Edit: Thank you for your replies, in case anyone is interested here is the fixed version, it now takes about 9sec to median combine three vectors with ~16000000 elements, mean combining takes around 3sec:
vector< vector<double> > vectors; //vectors contains the datavectors
vector<double> *tmp;
vector<double> result;
vector<double> tmpmedian;
tmp = &vectors.at(0);
int size = tmp->size();
int vectorsize = vectors.size();
for (int i = 0; i < size; i++) {
for (int j = 0; j < vectorsize; j++) {
tmp = &vectors.at(j);
tmpmedian.push_back(tmp->at(i));
}
result.push_back(medianOfVector(tmpmedian));
tmpmedian.clear();
}
return result;
And medianOfVector:
double result = 0;
if ((vec.size() % 2) != 0) {
vector<double>::iterator i = vec.begin();
vector<double>::size_type m = (vec.size() / 2);
nth_element(i, i + m, vec.end());
result = vec.at(m);
} else {
vector<double>::iterator i = vec.begin();
vector<double>::size_type m = (int) (((vec.size() - 1) / 2));
nth_element(i, i + m, vec.end());
double min = vec.at(m);
double max = *min_element(i + m + 1, vec.end());
result = (min + max) / 2;
}
return result;
}
A couple of points, both stemming from the fact that you've defined tmp as a vector instead of (for example) a reference.
vector<double> tmp;
tmp = vectors.at(0);
pixels = tmp.size();
Here you're copying the entirety of vectors[0] into tmp just to extract the size.

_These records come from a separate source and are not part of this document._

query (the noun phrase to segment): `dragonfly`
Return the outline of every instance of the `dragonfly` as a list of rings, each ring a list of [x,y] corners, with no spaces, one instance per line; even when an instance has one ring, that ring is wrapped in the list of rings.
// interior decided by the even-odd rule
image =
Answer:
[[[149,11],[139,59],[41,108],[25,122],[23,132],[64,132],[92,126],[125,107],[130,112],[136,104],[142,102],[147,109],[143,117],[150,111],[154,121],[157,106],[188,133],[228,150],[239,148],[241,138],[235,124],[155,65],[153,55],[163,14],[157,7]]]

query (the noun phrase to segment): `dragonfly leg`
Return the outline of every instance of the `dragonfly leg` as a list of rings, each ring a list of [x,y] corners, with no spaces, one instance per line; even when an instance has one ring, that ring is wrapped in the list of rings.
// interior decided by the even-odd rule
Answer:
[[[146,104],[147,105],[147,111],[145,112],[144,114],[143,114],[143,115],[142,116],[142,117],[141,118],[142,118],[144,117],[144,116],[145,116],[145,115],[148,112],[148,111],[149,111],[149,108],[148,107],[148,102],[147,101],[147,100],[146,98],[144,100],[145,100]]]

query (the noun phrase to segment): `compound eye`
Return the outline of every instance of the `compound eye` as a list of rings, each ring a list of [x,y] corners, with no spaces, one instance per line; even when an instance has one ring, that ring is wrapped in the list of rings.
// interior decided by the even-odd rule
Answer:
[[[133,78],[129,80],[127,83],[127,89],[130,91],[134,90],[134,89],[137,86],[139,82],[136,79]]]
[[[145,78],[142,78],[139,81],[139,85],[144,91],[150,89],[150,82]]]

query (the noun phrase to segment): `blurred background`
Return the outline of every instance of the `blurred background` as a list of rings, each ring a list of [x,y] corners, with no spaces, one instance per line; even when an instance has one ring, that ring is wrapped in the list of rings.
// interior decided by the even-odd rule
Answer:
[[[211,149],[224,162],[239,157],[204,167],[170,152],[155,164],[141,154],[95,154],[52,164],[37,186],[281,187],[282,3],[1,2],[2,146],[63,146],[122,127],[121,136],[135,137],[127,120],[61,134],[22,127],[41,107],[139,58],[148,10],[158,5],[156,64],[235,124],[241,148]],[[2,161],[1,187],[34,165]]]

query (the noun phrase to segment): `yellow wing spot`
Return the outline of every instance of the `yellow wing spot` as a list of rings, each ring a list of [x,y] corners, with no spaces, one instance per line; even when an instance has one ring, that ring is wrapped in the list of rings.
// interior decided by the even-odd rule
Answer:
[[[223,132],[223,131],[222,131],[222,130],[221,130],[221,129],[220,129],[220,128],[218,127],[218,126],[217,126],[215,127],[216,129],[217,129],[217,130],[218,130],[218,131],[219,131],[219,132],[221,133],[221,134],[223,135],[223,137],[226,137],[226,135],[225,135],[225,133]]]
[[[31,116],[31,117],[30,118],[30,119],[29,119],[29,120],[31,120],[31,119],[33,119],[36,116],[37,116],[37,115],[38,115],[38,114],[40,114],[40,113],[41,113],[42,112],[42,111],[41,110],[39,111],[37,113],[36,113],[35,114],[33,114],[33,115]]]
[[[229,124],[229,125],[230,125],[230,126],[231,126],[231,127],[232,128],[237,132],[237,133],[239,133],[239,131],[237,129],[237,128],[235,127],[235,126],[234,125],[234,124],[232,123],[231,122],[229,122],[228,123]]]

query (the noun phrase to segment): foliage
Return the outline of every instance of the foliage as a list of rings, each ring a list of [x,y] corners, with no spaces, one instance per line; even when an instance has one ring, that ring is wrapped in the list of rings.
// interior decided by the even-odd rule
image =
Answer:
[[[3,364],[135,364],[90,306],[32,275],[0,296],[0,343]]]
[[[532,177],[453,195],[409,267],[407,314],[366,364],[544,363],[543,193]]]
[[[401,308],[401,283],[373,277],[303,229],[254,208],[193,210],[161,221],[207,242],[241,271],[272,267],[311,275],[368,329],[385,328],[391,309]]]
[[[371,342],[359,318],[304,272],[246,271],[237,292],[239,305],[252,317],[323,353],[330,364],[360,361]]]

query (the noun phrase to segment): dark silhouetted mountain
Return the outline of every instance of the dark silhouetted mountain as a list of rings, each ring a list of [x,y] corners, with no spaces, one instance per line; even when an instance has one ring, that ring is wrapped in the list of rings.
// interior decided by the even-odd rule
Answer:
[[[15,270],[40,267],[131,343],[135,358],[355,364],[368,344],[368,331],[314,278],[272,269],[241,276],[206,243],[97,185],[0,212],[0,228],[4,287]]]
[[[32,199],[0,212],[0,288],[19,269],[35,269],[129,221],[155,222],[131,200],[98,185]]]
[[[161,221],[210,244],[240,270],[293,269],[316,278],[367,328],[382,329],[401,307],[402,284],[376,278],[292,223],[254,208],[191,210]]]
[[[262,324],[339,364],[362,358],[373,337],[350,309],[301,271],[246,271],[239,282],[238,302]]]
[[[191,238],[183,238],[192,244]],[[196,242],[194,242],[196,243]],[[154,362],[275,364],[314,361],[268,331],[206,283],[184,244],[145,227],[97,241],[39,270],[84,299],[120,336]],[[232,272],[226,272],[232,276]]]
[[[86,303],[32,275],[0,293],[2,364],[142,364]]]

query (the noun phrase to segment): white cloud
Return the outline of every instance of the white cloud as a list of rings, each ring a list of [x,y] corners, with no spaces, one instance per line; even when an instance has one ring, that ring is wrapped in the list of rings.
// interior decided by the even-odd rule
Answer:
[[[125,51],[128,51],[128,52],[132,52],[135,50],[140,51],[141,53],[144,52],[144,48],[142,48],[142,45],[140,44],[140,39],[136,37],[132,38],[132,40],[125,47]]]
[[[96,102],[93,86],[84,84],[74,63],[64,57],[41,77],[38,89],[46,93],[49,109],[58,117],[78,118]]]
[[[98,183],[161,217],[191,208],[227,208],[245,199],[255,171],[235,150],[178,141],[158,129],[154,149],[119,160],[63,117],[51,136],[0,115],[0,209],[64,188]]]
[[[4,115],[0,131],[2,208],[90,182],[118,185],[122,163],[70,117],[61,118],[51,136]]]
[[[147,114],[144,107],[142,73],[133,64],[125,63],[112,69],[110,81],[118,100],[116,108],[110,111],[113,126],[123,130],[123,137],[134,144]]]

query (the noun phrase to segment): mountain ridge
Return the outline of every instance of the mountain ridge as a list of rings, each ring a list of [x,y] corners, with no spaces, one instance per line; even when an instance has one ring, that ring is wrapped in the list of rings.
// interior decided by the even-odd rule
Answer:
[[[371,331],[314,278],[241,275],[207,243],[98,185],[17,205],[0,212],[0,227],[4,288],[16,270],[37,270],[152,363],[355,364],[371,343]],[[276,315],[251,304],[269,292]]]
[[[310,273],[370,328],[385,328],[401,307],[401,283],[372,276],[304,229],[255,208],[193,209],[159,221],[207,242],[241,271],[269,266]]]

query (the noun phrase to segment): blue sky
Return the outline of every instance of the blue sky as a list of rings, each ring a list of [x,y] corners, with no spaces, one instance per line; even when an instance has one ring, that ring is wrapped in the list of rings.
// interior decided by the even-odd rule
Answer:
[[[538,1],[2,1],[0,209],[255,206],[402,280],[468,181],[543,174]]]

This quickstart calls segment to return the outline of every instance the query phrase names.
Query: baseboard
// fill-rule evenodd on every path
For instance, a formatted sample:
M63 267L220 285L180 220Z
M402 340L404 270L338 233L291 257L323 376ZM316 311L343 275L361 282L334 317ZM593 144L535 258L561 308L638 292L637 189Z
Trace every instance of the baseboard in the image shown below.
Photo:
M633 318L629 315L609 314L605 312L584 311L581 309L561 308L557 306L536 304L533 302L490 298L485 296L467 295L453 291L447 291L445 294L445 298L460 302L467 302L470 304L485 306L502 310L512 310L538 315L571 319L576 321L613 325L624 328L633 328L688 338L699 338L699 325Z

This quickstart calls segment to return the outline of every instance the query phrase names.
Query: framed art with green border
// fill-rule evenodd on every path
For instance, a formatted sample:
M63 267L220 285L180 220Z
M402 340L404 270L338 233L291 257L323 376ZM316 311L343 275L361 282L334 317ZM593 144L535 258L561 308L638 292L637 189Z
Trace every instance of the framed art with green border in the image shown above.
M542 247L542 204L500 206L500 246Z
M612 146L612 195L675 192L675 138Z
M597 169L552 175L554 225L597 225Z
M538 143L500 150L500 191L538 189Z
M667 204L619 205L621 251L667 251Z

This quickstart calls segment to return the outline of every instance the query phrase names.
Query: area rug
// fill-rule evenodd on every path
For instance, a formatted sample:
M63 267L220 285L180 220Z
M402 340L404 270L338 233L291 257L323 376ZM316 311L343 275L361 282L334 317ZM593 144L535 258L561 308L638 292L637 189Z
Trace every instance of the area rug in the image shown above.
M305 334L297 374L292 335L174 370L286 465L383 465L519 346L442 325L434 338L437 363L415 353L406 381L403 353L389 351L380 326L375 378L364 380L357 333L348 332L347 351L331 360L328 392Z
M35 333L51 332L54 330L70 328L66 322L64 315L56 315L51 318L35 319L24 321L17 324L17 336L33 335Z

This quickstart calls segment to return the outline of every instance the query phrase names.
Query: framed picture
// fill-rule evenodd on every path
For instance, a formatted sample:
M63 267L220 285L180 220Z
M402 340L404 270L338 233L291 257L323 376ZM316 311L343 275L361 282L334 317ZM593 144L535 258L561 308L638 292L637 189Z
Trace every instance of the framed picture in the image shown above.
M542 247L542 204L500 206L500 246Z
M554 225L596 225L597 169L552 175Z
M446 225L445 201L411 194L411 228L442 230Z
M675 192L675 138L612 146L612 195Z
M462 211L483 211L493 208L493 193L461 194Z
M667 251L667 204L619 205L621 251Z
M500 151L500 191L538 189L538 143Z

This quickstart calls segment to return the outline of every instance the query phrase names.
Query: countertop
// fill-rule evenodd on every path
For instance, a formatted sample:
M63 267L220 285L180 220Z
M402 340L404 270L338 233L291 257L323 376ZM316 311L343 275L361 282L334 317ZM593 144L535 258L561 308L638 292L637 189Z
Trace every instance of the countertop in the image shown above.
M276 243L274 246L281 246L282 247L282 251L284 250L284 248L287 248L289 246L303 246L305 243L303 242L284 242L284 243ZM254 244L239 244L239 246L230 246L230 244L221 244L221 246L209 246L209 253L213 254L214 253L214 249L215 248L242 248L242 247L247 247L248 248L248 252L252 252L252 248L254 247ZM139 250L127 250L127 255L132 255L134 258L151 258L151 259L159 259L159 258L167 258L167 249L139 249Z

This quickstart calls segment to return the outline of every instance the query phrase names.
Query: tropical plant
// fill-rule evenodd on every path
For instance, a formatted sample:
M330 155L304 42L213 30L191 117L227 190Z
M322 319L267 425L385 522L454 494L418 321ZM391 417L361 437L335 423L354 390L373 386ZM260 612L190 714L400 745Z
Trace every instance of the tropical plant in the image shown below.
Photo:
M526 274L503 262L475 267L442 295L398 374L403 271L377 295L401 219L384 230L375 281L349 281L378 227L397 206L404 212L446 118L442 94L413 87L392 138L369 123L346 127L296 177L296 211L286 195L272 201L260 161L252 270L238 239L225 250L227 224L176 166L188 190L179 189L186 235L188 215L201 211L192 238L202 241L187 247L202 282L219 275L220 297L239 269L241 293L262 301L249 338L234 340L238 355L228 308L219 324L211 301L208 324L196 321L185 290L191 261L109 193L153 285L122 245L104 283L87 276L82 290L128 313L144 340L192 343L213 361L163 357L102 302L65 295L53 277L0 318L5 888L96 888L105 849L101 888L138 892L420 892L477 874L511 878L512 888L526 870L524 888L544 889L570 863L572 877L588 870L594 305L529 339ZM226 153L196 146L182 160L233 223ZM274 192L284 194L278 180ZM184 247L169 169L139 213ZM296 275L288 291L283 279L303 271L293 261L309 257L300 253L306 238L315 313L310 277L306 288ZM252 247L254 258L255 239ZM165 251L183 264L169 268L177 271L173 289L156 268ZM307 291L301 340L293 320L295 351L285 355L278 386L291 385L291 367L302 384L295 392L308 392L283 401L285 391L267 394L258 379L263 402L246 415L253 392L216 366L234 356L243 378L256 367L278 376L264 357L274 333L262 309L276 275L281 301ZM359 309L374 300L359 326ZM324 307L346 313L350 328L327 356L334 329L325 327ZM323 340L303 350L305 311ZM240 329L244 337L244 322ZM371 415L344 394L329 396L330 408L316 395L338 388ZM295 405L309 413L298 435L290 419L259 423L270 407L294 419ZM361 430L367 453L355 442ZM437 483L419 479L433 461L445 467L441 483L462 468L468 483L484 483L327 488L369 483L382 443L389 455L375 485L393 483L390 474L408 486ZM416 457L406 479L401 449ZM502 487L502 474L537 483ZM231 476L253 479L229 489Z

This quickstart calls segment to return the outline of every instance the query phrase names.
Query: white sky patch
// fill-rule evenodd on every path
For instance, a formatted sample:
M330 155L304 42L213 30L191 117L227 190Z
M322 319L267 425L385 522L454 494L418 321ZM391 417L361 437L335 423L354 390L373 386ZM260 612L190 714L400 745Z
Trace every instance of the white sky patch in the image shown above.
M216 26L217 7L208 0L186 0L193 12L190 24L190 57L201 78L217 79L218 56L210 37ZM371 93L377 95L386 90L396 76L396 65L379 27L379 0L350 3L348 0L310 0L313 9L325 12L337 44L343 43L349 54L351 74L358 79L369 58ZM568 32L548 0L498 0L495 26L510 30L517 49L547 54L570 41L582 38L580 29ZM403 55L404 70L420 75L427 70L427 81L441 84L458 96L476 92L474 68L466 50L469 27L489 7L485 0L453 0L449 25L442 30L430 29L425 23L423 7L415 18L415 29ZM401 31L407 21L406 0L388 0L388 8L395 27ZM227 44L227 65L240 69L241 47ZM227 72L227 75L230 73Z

You'll almost certainly gain some speed by avoiding the copy:
pixels = vectors.at(0).size();
Instead of copying the entire vector just to get its size, this just gets a reference to the first vector, and gets the size of that existing vector.
for (int i = 0; i < pixels; i++) {
for (int j = 0; j < matrixcount; j++) {
tmp = vectors.at(j);
tmpmedian.push_back(tmp.at(i));
}
Here you're again copying the entirety of vectors.at(j) into tmp. But (again) you don't really need a new copy of all the data--you're just retrieving a single item from that copy. You can retrieve the data you need directly from the original vector without copying the whole thing:
tmpmedian.push_back(vectors.at(j).at(i));
A possible next step would be to switch from using .at to operator[]:
tmpmedian.push_back(vectors[j][i]);
This is much more of a tradeoff though--it's not likely to gain nearly as much, and loses a bit of safety (range checking) in the process. To avoid losing safety, you could consider (for example) using range-based for loops instead of the counted for loops in your current code.
Along rather different lines, you could instead change from using a vector<vector<double>> to using a small wrapper around a vector to give 2D addressing into a single vector. Using this with a suitable column-wise iterator, you could avoid creating tmpmedian as basically a copy of a column of the original 2D matrix--instead, you'd pass a column-wise iterator to medianOfVector, and just iterate through a column of the original data in-place.